Bukavu, le 8 mai 2024 – Une épaisse fumée noire a obscurci le ciel de Bukavu aujourd’hui, alors qu’un incendie ravageait les installations de l’Office national des produits agricoles du Congo (Onapac). Les flammes, dont l’origine reste pour le moins mystérieuse, ont dévasté un bâtiment abritant des opérations liées au café, loué par une entité privée. Alors que les pompiers luttaient pour maîtriser l’incendie, une question brûlante s’imposait : ce sinistre était-il un simple accident ou un acte délibéré visant à dissimuler des pratiques douteuses ?

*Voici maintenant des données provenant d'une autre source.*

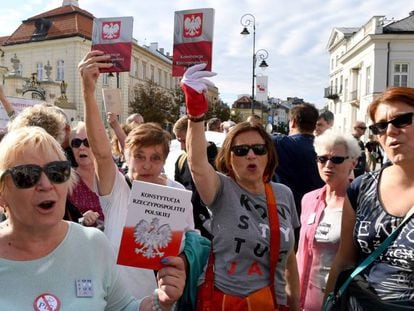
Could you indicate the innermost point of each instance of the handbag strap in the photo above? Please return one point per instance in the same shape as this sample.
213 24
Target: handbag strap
367 261
274 235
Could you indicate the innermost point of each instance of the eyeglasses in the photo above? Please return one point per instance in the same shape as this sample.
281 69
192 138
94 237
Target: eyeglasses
401 121
334 159
28 175
242 150
76 142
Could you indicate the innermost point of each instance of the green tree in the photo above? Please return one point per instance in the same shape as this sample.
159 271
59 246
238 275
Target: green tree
154 103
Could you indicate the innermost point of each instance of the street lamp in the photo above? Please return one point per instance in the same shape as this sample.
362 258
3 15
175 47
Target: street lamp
247 20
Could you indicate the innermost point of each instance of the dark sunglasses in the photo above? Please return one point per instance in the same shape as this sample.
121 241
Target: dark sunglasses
242 150
334 159
28 175
399 122
76 142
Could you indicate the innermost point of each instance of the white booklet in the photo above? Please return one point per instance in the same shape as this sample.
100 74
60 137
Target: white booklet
155 223
112 100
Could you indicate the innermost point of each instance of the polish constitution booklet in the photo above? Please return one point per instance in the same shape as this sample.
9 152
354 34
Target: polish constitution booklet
112 100
113 35
155 224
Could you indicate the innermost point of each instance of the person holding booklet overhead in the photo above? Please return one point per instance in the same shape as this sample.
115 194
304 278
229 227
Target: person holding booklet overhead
378 203
48 263
253 219
146 148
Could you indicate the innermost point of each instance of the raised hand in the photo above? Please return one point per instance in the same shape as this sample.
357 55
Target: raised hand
194 85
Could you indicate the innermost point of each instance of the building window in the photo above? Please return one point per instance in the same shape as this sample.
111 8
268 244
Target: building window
60 71
152 73
134 68
105 79
144 70
39 71
400 74
368 81
166 80
160 77
20 70
346 90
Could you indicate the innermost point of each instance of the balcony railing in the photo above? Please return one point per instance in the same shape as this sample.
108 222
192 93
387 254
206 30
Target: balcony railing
332 92
354 95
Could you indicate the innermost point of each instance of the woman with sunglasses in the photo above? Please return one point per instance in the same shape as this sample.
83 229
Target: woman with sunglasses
84 196
146 149
337 155
48 263
253 219
378 203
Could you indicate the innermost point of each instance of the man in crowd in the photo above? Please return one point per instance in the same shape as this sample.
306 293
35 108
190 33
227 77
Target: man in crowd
324 122
297 167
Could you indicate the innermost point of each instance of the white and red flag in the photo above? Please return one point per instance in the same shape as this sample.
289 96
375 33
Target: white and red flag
261 88
113 35
193 39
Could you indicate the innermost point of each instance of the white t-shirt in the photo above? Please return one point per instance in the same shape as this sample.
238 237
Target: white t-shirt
327 235
79 274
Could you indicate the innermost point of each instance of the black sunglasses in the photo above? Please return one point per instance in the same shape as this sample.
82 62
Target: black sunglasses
28 175
242 150
76 142
334 159
399 122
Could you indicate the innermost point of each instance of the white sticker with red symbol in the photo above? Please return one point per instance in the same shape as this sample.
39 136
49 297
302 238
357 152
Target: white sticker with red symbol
46 302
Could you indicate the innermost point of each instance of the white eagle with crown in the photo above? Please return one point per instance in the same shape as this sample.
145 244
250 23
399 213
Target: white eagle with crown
152 237
192 26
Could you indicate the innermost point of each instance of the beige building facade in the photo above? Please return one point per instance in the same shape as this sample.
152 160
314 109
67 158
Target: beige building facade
364 61
44 52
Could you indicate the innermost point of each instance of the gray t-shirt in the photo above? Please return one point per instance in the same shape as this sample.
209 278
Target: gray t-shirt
242 237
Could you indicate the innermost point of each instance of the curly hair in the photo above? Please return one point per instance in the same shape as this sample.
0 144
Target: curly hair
42 116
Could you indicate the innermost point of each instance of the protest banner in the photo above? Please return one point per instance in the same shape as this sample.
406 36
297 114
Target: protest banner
193 39
18 103
155 223
113 35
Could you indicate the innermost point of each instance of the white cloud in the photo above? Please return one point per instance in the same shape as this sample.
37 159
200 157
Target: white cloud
295 34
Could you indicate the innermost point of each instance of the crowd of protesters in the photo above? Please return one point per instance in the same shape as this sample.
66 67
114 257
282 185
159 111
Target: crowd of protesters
275 218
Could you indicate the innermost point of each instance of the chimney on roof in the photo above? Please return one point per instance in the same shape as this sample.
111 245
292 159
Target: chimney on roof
70 2
154 46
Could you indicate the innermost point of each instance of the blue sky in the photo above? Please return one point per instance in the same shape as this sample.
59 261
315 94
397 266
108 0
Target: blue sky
295 33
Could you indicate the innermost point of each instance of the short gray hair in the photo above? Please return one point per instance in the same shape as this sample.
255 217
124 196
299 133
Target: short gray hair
330 139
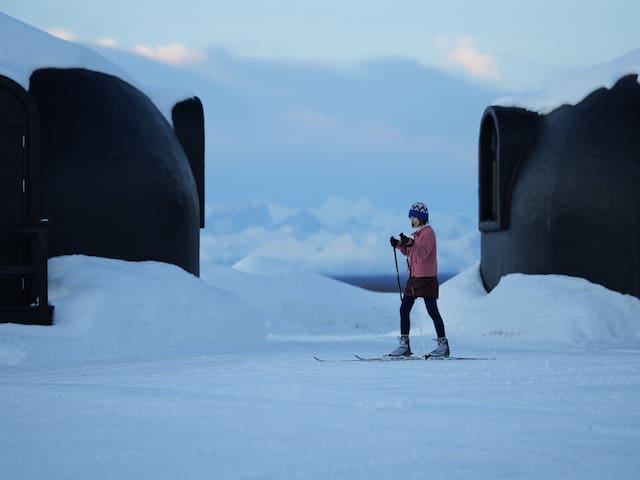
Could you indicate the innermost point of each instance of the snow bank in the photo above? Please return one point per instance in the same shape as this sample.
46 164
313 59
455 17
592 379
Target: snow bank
573 88
541 310
112 309
293 300
27 49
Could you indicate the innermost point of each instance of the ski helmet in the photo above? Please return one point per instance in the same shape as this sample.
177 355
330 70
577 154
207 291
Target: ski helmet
419 210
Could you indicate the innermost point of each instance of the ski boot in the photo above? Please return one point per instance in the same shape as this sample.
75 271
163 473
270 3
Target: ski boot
442 350
403 349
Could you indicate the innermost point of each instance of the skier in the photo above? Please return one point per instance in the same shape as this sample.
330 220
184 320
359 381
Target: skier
420 250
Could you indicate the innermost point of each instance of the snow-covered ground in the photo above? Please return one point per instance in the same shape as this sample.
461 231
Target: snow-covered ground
150 372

Ce tragique incident survient à un moment critique, juste après que l’Onapac ait révélé des cas de fraude alarmants impliquant le café congolais. Des rapports récents ont mis en lumière une tentative sournoise de faire passer illégalement 3,5 tonnes de café à travers le lac Kivu, en direction du Rwanda. Ces révélations ont secoué la province du sud-kivu, jetant une lumière crue sur les pratiques malveillantes qui minent l’industrie du café congolais.

Mimy Monga, la Directrice Générale de l’Onapac, a rapidement réagi à cette tragédie, exigeant une enquête approfondie pour élucider les circonstances de l’incendie. Mais pourquoi cette soudaine prise de conscience ? Est-ce une véritable volonté de transparence ou simplement une réaction face à une menace croissante pour leur propre réputation ?

Les soupçons ne manquent pas. Certains observateurs pointent du doigt les ramifications complexes de la corruption qui gangrènent souvent les institutions congolaises. Des intérêts financiers obscurs pourraient-ils être derrière ce feu dévastateur, conçu pour effacer les preuves compromettantes ? La coïncidence entre cet incendie et les récentes révélations sur la fraude de café semble trop frappante pour être ignorée.

Il est temps pour les autorités compétentes de passer à l’action. L’Onapac, loin d’être un simple spectateur innocent, doit être scruté de près. Les enquêtes doivent être menées avec rigueur et impartialité, mettant à jour toute collusion entre des acteurs internes et externes cherchant à exploiter les ressources nationales pour leur propre bénéfice.

Ce sinistre ne peut pas être simplement relégué au rang des faits divers. Il est le reflet d’un système corrompu qui étouffe le potentiel économique du Congo et qui, à terme, appauvrit les communautés locales dépendantes de l’agriculture. Il est grand temps de faire la lumière sur ces pratiques clandestines et de tenir les coupables responsables.

L’Onapac doit être le gardien vigilant des intérêts agricoles du sud-kivu, non pas un fossoyeur complice de la corruption. Les enquêtes en cours devront être menées avec la plus grande diligence, sans crainte ni faveur, car l’avenir de tout un pays est en jeu.